Received date: 2013-11-22

  Revised date: 2014-01-14

  Online published: 2014-03-25

Supported by

National Natural Science Foundation of China (61227902, 51375034)

摘要

在空间探测过程中,采用高灵敏无自旋交换弛豫(SERF)原子磁强计在行星表面进行磁场测量是原位物质成分分析的有效手段之一。为了提高SERF原子磁强计的磁场测量灵敏度,必须减小外界磁场扰动对其原子自旋SERF态质量的影响,基于SERF原子磁强计的测量原理,设计了一套主动磁补偿系统。首先,通过测量驱动激光光强获得3个方向的磁场信息;在此基础上,控制电流源和线圈主动产生一个与外界磁场扰动大小相同、方向相反的磁场来补偿扰动,以提高原子自旋SERF态的质量;最后,结合现有的SERF原子磁强计实验平台进行了实验验证。实验结果表明,与手动补偿方式相比,采用本文所述的主动磁补偿系统,可以实时跟踪磁场补偿点,降低系统信号的噪声,补偿了外界磁场的扰动,验证了磁强计主动磁补偿技术的有效性,为后续样机的研制奠定了技术基础。

本文引用格式

楚中毅 , 孙晓光 , 万双爱 , 房建成 . 空间探测原子磁强计的主动磁补偿实验[J]. 航空学报, 2014 , 35(9) : 2522 -2529 . DOI: 10.7527/S1000-6893.2013.0521

Abstract

The spin-exchange-relaxation-free (SERF) atomic magnetometer with ultrahigh sensitive becomes the most effective measurement to analyze the component of the planet in space exploration.
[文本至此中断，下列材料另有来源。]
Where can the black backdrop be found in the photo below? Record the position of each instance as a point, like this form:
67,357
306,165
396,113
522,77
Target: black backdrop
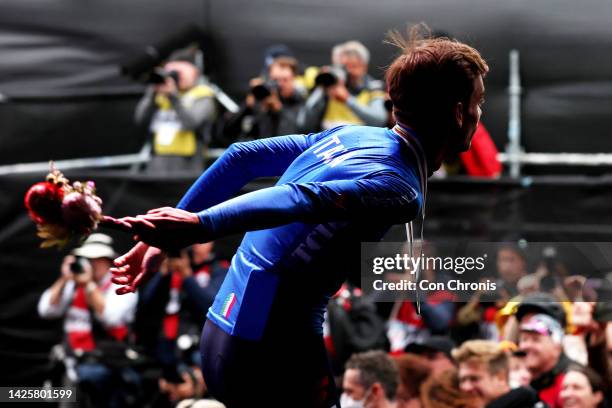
58,58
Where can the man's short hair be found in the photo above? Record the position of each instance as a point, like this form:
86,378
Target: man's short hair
285,62
376,367
488,353
430,77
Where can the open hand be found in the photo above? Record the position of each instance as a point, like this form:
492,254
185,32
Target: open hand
170,229
131,268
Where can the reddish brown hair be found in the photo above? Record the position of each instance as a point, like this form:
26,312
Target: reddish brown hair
430,76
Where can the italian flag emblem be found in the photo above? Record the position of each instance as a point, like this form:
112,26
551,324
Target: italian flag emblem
228,305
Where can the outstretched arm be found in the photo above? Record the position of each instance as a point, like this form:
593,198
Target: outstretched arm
385,198
241,163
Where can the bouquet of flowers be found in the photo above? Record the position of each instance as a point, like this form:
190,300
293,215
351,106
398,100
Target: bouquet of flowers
63,211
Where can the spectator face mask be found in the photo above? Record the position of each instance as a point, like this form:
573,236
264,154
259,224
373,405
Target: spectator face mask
348,402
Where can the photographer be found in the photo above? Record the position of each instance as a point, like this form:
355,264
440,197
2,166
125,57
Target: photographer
271,106
170,315
95,318
176,109
345,94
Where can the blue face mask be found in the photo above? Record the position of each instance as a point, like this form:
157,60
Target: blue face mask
348,402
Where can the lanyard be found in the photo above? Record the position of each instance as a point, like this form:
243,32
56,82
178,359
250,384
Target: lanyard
414,145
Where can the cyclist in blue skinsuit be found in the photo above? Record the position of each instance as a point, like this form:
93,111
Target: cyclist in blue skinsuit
262,343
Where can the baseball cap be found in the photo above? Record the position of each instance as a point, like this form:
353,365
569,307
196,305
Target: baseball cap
96,246
545,325
433,343
542,303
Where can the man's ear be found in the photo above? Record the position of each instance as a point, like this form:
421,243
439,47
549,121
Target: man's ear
459,114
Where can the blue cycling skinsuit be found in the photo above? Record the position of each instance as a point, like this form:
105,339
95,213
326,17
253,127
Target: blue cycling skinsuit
337,188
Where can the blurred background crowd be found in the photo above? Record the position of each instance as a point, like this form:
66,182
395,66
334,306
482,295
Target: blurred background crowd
543,338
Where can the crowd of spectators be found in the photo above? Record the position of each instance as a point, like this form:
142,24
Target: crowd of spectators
182,116
538,340
519,347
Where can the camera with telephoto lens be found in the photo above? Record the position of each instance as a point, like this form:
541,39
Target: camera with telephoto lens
331,76
265,89
78,266
158,76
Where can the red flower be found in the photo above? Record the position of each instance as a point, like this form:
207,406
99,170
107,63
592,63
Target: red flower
80,212
44,202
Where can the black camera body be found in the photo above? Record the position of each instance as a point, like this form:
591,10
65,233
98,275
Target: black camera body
78,266
262,91
327,78
158,76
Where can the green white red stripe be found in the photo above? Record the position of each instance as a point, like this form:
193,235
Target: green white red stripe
228,305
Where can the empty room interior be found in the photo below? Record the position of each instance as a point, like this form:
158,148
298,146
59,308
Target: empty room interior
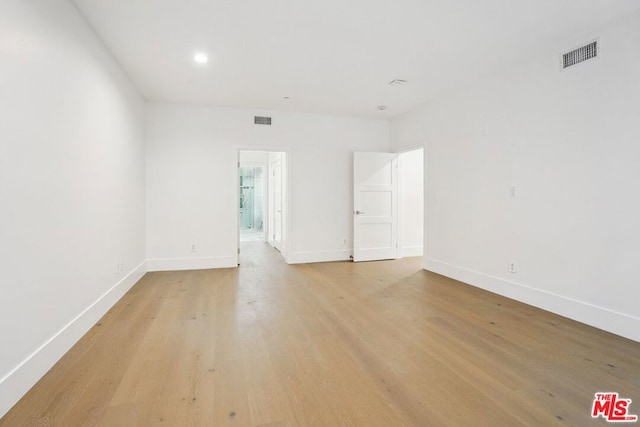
292,213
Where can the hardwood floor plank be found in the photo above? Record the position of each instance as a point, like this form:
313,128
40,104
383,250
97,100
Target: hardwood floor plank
364,344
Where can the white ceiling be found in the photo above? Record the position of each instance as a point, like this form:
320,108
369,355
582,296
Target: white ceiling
330,56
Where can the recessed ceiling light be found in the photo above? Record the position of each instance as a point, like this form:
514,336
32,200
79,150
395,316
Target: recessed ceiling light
200,58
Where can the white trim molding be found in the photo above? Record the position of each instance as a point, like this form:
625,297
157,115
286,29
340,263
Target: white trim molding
203,263
599,317
20,379
319,256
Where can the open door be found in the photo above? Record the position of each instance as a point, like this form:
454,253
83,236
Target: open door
375,204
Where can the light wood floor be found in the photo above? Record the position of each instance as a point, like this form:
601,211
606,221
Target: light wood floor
332,344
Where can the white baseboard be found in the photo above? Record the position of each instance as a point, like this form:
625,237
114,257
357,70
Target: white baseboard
410,251
175,264
19,380
319,256
600,317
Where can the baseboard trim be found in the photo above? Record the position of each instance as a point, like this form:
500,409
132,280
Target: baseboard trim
410,251
19,380
175,264
600,317
319,256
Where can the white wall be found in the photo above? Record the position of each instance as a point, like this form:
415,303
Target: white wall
71,186
191,194
411,201
568,141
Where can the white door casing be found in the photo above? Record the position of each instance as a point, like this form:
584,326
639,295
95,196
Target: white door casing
375,204
276,168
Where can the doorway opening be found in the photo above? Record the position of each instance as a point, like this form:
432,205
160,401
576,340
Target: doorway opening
262,201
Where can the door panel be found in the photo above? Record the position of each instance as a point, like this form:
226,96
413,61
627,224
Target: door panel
375,202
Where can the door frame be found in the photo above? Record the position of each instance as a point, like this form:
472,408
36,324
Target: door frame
287,183
265,168
403,150
394,215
In order to improve the sensitivity of the SERF atomic magnetometer, we must avoid the influence on the SERF regime disturbed by environment magnetic field. In this paper we design an active compensation system based on in-situ magnetic measurement to compensate the magnetic disturbance. Firstly, we get the three-axis magnetic field information according to the measurement of pop-laser, then control the current of coil to generate a magnetic field which is opposite and equal to the disturbance, to keep the SERF regime. Finally, we validat the method with the atomic magnetometer experimental setup. The result shows that compared with the manual compensation method, the system can track the magnetic compensation point in real time, reduce the signal noise and compensate the magnetic disturbance successfully, validating the efficiency of the active compensation system and establishing the technique foundation of the production.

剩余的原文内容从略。